# This Is The New Mercedes-Benz E-Class



## WHIZZER (Oct 25, 2005)

Just a week ahead of the car's scheduled world premier at the Detroit Motor Show on January 11, a host of official photos of the 2017 Mercedes-Benz E-Class sedan have been leaked. The photos are courtesy of Germany's Auto-Press that also revealed some new details about the E-Class, which has been codenamed W213. According to the outlet, the executive sedan from Stuttgart utilizes Mercedes' new modular MRA platform, which is shared by the latest C-Class and S-Class. From the pictures, it's easy to see the similarities between the C-Class.

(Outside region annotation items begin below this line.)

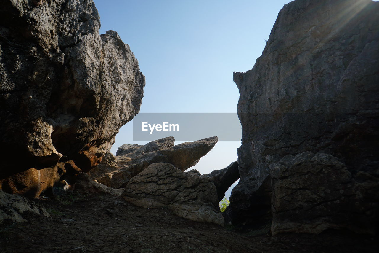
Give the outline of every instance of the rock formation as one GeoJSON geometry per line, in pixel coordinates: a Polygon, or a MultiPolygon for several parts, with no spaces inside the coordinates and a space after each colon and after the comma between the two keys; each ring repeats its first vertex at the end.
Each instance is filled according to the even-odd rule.
{"type": "Polygon", "coordinates": [[[0,25],[0,188],[35,197],[99,164],[145,78],[91,0],[3,1],[0,25]]]}
{"type": "Polygon", "coordinates": [[[38,207],[34,202],[25,197],[9,194],[0,190],[0,225],[5,221],[23,222],[27,221],[22,217],[26,212],[41,214],[50,217],[43,207],[38,207]]]}
{"type": "Polygon", "coordinates": [[[378,13],[371,0],[292,2],[252,69],[233,73],[243,136],[233,224],[374,232],[378,13]]]}
{"type": "Polygon", "coordinates": [[[225,196],[225,192],[232,185],[240,178],[238,170],[238,163],[233,162],[227,167],[222,169],[215,170],[209,174],[204,174],[202,177],[207,178],[216,186],[218,198],[219,202],[225,196]]]}
{"type": "Polygon", "coordinates": [[[129,180],[156,163],[171,163],[182,171],[193,166],[217,142],[217,137],[174,145],[169,137],[141,146],[123,145],[115,157],[108,153],[105,162],[92,170],[90,175],[99,183],[113,188],[125,188],[129,180]]]}
{"type": "Polygon", "coordinates": [[[138,206],[167,207],[186,219],[224,226],[216,187],[196,170],[183,172],[170,163],[151,164],[129,180],[122,196],[138,206]]]}

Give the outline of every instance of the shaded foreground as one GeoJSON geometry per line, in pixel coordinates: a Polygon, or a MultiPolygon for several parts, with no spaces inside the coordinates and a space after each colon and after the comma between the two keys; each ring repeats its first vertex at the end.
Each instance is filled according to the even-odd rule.
{"type": "Polygon", "coordinates": [[[137,207],[108,195],[37,199],[52,218],[0,227],[2,252],[376,252],[377,237],[342,231],[318,235],[231,231],[179,217],[166,209],[137,207]]]}

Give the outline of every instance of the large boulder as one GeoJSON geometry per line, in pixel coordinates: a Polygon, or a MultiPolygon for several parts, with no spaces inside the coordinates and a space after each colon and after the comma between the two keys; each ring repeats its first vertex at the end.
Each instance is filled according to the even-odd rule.
{"type": "Polygon", "coordinates": [[[371,0],[292,2],[252,69],[233,73],[242,143],[232,223],[272,220],[274,233],[375,230],[378,13],[371,0]]]}
{"type": "Polygon", "coordinates": [[[195,170],[184,172],[170,163],[153,163],[129,181],[122,196],[138,206],[166,207],[188,220],[224,226],[216,187],[195,170]]]}
{"type": "Polygon", "coordinates": [[[0,188],[35,197],[100,163],[145,77],[92,0],[3,1],[0,25],[0,188]]]}
{"type": "MultiPolygon", "coordinates": [[[[174,137],[163,138],[130,152],[120,152],[115,157],[111,154],[107,155],[109,158],[106,162],[102,163],[89,174],[97,182],[107,186],[124,188],[131,178],[152,163],[168,163],[184,171],[196,164],[200,158],[208,153],[218,140],[216,136],[214,136],[174,146],[174,137]]],[[[127,150],[131,150],[129,147],[127,150]]]]}
{"type": "Polygon", "coordinates": [[[216,186],[219,202],[225,196],[225,193],[240,178],[238,162],[236,161],[225,169],[213,171],[208,174],[203,174],[203,177],[209,179],[216,186]]]}

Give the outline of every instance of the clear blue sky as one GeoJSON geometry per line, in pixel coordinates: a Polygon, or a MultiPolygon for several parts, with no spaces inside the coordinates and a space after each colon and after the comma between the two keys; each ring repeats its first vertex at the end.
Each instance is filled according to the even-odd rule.
{"type": "MultiPolygon", "coordinates": [[[[288,0],[94,0],[100,33],[117,32],[146,77],[143,112],[232,112],[233,73],[252,68],[288,0]]],[[[132,122],[111,152],[133,141],[132,122]]],[[[179,142],[178,142],[179,143],[179,142]]],[[[175,143],[177,144],[177,143],[175,143]]],[[[194,167],[208,173],[237,160],[239,141],[219,142],[194,167]]]]}

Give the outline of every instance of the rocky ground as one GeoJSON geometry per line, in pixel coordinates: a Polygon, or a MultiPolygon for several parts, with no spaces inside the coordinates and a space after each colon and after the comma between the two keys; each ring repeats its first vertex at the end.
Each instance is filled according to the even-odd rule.
{"type": "Polygon", "coordinates": [[[270,236],[267,229],[232,228],[185,220],[166,209],[147,209],[107,194],[74,194],[36,202],[51,214],[0,227],[8,252],[374,252],[377,237],[330,231],[318,235],[270,236]]]}

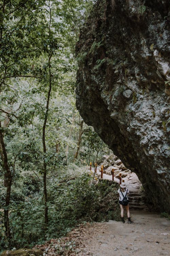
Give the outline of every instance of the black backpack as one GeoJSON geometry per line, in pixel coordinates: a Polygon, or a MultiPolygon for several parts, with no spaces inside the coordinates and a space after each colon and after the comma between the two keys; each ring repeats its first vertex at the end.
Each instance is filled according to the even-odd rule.
{"type": "Polygon", "coordinates": [[[123,194],[121,190],[121,192],[122,194],[122,195],[123,197],[123,198],[122,200],[122,205],[127,205],[129,203],[129,200],[128,199],[128,198],[127,198],[126,195],[127,193],[128,193],[128,189],[127,189],[126,193],[126,195],[125,195],[125,196],[123,196],[123,194]]]}

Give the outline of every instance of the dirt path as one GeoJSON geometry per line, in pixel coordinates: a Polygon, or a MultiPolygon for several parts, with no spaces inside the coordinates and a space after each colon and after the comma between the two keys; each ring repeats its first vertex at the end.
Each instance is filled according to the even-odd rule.
{"type": "Polygon", "coordinates": [[[109,221],[79,230],[82,239],[78,255],[169,255],[170,221],[157,214],[141,211],[134,211],[131,215],[134,222],[132,224],[128,224],[127,221],[124,224],[109,221]]]}
{"type": "MultiPolygon", "coordinates": [[[[98,172],[100,174],[98,170],[98,172]]],[[[105,174],[103,177],[112,179],[111,175],[105,174]]],[[[130,191],[139,192],[141,189],[141,184],[134,173],[124,179],[130,191]]],[[[115,180],[119,182],[118,179],[115,180]]],[[[133,223],[128,224],[125,215],[124,224],[112,220],[86,223],[80,225],[67,237],[62,239],[60,245],[57,239],[52,239],[47,244],[37,247],[44,252],[45,256],[170,255],[170,220],[143,210],[130,210],[130,213],[133,223]],[[73,251],[57,254],[56,248],[62,246],[64,251],[68,243],[74,245],[73,251]]]]}

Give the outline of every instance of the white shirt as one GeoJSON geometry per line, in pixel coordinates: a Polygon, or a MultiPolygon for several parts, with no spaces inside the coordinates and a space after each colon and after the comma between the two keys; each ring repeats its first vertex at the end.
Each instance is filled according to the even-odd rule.
{"type": "MultiPolygon", "coordinates": [[[[127,199],[128,199],[128,193],[129,193],[128,189],[126,188],[126,190],[125,190],[124,192],[123,192],[123,191],[122,191],[122,193],[124,197],[125,197],[126,195],[126,191],[127,190],[128,190],[128,192],[127,193],[126,197],[127,197],[127,199]]],[[[120,201],[121,201],[123,200],[123,196],[122,195],[122,194],[121,193],[121,191],[120,190],[120,188],[119,188],[117,192],[118,192],[118,193],[119,193],[119,196],[120,196],[119,199],[119,200],[120,201]]]]}

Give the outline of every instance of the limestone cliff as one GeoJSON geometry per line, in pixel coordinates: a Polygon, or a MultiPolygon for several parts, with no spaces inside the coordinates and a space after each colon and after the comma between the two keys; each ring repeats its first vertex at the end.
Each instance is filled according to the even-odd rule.
{"type": "Polygon", "coordinates": [[[169,3],[97,1],[76,46],[76,93],[85,122],[169,212],[169,3]]]}

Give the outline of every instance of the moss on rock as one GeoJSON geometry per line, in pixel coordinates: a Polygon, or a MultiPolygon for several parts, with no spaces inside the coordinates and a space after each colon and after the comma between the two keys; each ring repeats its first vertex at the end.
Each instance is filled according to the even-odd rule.
{"type": "Polygon", "coordinates": [[[42,253],[40,250],[21,248],[15,251],[4,251],[1,256],[40,256],[42,255],[42,253]]]}

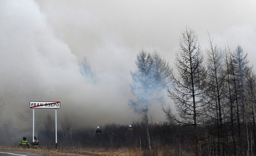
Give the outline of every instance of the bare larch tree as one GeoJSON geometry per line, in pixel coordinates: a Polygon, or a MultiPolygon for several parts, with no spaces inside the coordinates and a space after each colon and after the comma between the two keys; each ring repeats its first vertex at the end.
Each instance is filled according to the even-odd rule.
{"type": "Polygon", "coordinates": [[[172,88],[168,90],[168,96],[175,104],[179,117],[171,112],[170,107],[163,110],[168,117],[177,122],[194,126],[195,156],[198,156],[197,127],[200,117],[204,113],[205,104],[200,83],[205,78],[202,55],[197,35],[186,28],[183,31],[179,42],[179,50],[176,56],[175,69],[179,77],[172,72],[172,88]]]}

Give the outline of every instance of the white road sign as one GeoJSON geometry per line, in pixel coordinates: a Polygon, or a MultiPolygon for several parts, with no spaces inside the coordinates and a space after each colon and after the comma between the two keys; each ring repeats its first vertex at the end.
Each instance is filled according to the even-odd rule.
{"type": "Polygon", "coordinates": [[[59,109],[61,107],[59,101],[30,101],[30,108],[53,108],[59,109]]]}

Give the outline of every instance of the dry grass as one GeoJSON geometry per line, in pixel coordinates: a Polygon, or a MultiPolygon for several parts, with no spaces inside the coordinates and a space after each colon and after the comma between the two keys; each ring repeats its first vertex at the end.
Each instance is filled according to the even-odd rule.
{"type": "Polygon", "coordinates": [[[20,151],[33,153],[48,156],[190,156],[184,151],[177,151],[177,149],[170,147],[165,147],[153,149],[150,152],[148,150],[143,150],[141,153],[140,149],[121,148],[117,150],[106,149],[85,149],[77,148],[74,149],[61,149],[56,150],[54,149],[27,149],[18,148],[0,147],[0,150],[20,151]]]}

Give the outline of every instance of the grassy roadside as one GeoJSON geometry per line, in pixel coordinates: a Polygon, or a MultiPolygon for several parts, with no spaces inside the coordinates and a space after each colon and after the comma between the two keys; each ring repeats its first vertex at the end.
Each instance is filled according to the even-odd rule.
{"type": "Polygon", "coordinates": [[[0,147],[0,150],[15,151],[25,151],[43,156],[135,156],[140,155],[140,151],[136,149],[120,149],[116,150],[103,150],[102,149],[78,149],[71,150],[60,149],[27,149],[19,148],[0,147]]]}

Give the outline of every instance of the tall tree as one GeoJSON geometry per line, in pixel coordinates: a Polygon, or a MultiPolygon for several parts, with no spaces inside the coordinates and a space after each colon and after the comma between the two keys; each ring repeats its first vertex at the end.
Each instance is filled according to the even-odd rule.
{"type": "MultiPolygon", "coordinates": [[[[230,48],[229,46],[229,50],[230,52],[230,48]]],[[[236,142],[235,140],[235,126],[234,126],[234,100],[233,99],[233,96],[232,95],[231,93],[231,86],[230,85],[230,78],[229,77],[229,75],[230,71],[230,61],[229,59],[229,57],[228,56],[228,55],[227,54],[227,51],[226,48],[225,48],[225,62],[226,62],[226,72],[227,72],[227,82],[228,82],[228,87],[229,89],[228,91],[228,96],[229,98],[229,105],[230,105],[230,123],[231,123],[231,132],[232,132],[232,142],[233,142],[233,148],[235,150],[234,150],[234,154],[235,156],[236,156],[236,142]]]]}
{"type": "Polygon", "coordinates": [[[216,46],[213,45],[213,41],[209,35],[209,48],[207,50],[208,70],[206,80],[207,85],[206,85],[206,87],[209,87],[209,89],[206,93],[210,99],[209,110],[210,111],[213,112],[214,124],[217,125],[218,155],[220,155],[220,139],[221,138],[222,139],[222,154],[224,155],[223,112],[226,107],[226,104],[224,101],[225,97],[223,94],[225,88],[224,84],[225,74],[222,69],[222,58],[220,50],[216,46]]]}
{"type": "Polygon", "coordinates": [[[92,83],[96,83],[95,74],[92,70],[89,62],[86,58],[83,59],[80,65],[80,72],[88,82],[92,83]]]}
{"type": "Polygon", "coordinates": [[[202,93],[200,83],[205,78],[202,66],[203,58],[197,37],[195,32],[186,28],[183,31],[176,56],[175,69],[179,77],[172,72],[173,85],[168,89],[168,96],[174,100],[180,118],[171,113],[170,108],[163,110],[173,120],[194,126],[195,155],[198,156],[197,125],[200,117],[204,113],[202,93]]]}

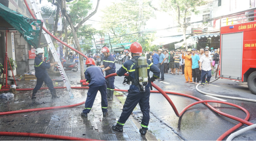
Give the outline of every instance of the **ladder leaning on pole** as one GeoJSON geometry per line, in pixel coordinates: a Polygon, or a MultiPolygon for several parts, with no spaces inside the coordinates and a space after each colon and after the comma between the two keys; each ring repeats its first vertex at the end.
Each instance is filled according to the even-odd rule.
{"type": "MultiPolygon", "coordinates": [[[[36,13],[36,18],[37,19],[39,19],[43,20],[43,18],[41,16],[41,14],[40,13],[39,10],[37,7],[37,5],[36,5],[36,3],[35,1],[35,0],[30,0],[30,2],[32,6],[32,7],[34,9],[36,13]]],[[[45,29],[47,29],[44,23],[43,27],[45,29]]],[[[62,79],[65,83],[65,85],[67,87],[67,89],[68,92],[68,93],[70,96],[70,98],[74,98],[74,96],[72,93],[72,92],[71,91],[71,87],[70,84],[68,81],[68,77],[66,75],[65,71],[64,71],[64,69],[63,69],[63,67],[61,65],[61,62],[60,60],[60,59],[57,55],[57,53],[56,52],[56,50],[55,50],[55,48],[54,47],[54,45],[52,41],[52,39],[51,39],[50,35],[47,34],[45,32],[42,30],[44,35],[45,37],[46,40],[47,41],[47,43],[48,44],[48,45],[49,46],[50,49],[52,51],[52,56],[53,56],[54,60],[55,61],[58,62],[58,64],[57,65],[59,68],[59,70],[60,71],[60,72],[61,75],[62,79]]]]}

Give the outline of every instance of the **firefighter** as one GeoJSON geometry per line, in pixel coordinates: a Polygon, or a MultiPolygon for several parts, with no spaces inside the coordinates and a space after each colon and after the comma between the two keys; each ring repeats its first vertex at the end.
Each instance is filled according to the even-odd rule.
{"type": "Polygon", "coordinates": [[[83,117],[87,117],[92,107],[93,102],[98,91],[101,95],[101,109],[103,116],[108,115],[108,99],[107,98],[107,81],[100,68],[95,64],[94,59],[89,58],[86,60],[85,65],[88,67],[84,70],[84,76],[86,82],[89,82],[89,89],[87,92],[84,109],[81,113],[83,117]]]}
{"type": "Polygon", "coordinates": [[[41,48],[38,48],[36,49],[35,53],[36,56],[35,58],[35,63],[34,67],[35,70],[36,71],[36,85],[33,90],[33,93],[32,94],[32,99],[36,98],[36,94],[37,92],[37,90],[41,88],[43,83],[44,82],[44,83],[47,85],[47,86],[51,91],[52,94],[52,98],[59,98],[56,94],[56,91],[53,88],[53,85],[52,79],[50,78],[48,73],[46,70],[46,69],[50,69],[50,67],[57,64],[58,62],[55,62],[53,63],[46,63],[42,61],[43,54],[44,53],[44,49],[41,48]]]}
{"type": "MultiPolygon", "coordinates": [[[[101,52],[104,55],[102,65],[100,66],[101,68],[104,68],[102,71],[105,71],[106,76],[112,73],[116,73],[116,65],[115,64],[115,59],[112,55],[109,53],[109,49],[107,47],[102,48],[101,52]]],[[[107,97],[108,100],[113,100],[113,95],[114,93],[115,85],[115,77],[111,77],[107,80],[107,97]]]]}
{"type": "MultiPolygon", "coordinates": [[[[112,126],[113,130],[118,132],[123,131],[123,126],[138,103],[140,104],[140,110],[143,115],[140,124],[141,127],[140,129],[140,132],[142,135],[145,135],[147,133],[147,130],[148,129],[148,126],[149,121],[149,86],[151,82],[153,82],[156,79],[159,78],[160,71],[159,69],[153,64],[150,61],[144,57],[140,56],[140,54],[142,52],[142,47],[140,44],[136,42],[132,43],[130,47],[130,52],[132,53],[132,58],[131,60],[124,63],[122,67],[116,72],[118,76],[121,76],[128,71],[129,73],[129,77],[130,77],[130,80],[128,81],[129,83],[130,81],[132,81],[132,84],[128,91],[128,94],[124,105],[123,112],[116,125],[113,125],[112,126]],[[138,65],[140,58],[145,58],[145,65],[138,65]],[[138,73],[138,70],[140,68],[138,67],[146,67],[146,69],[144,70],[145,71],[140,71],[141,73],[138,73]],[[150,71],[152,72],[154,74],[151,78],[149,75],[150,71]],[[146,83],[145,85],[144,86],[145,87],[143,86],[145,88],[144,89],[142,89],[140,82],[140,78],[142,75],[146,75],[147,77],[146,83]],[[138,80],[139,78],[140,78],[139,82],[138,80]]],[[[143,84],[144,85],[144,83],[143,84]]]]}

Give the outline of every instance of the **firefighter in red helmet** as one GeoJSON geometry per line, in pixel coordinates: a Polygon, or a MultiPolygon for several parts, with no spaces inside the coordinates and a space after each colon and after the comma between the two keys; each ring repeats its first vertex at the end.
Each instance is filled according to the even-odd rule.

The E-Class' restyled body is meant to split the difference between the smaller and sportier C-Class, while having an extremely low drag-coefficient of 0.23. Mercedes has already previewed the E-Class' new interior, which features a fully digital instrument panel with other technology coming from the S-Class on higher-end models. The next-gen E-Class will also offer users three suspension choices beyond the standard setup, with the most impressive being an optional air suspension unit with electronically controlled adjustable damping. Is the E-Class's new look a hit or a miss?

























































































source: auto-presse.de


----------



## Kimo (Jun 7, 2013)

Very nice interior 

Just the same old look on the exterior though, needs updating


----------



## chongo (Jun 7, 2014)

Just looks like the long base c class, but the interior of a S class, just looks like my c class.
WHIZZER, you put the c class coupe on see what people think of that.


----------



## alan hanson (May 21, 2008)

dull, boring, little to no change except price no doubt - shirt and tie wearers will love it


----------



## graham1970 (Oct 7, 2012)

Not for me.very good car I'm sure but styling is not to my taste.Wonder how many others mourn the demise of the aanalogue dials?


----------



## Fraggles (May 12, 2011)

Yep the exterior styling leaves a lot to be desired, I still prefer my 2009 shape but then I'm biased


----------



## nick_mcuk (Jan 4, 2008)

Looks ok but bet its still nothing like the build quality of the Mercs of old.

Was not impressed with the build quality of the recent Mercs really felt cheap and tacky not solid and reliable like they used to....mind you the same can be said about BMW and Audi too now sadly...really not a premium product anymore but still command the premium price tag


----------



## monkeyboy173 (Nov 6, 2008)

Soon to be parked in a taxi rank near you!


----------



## ronwash (Mar 26, 2011)

The XF looks amazing compare to this,but the Merc interior is in a league of its own.


----------



## JBirchy (Oct 9, 2010)

When I first saw it I thought the same as above, but now it's had time to play on my brain a bit, I like it.

What is it an E-Class is meant to be? Understated, refined, comfortable, effortless cruiser, great tech.

Damn sure it will tick all those boxes. With a big diesel, it will give the 5-Series and XF a good fight.


----------



## knightstemplar (Jun 18, 2010)

Really nice:thumb:


----------



## rob267 (Nov 27, 2015)

I love the outside but love the inside more. I would have it for sure


----------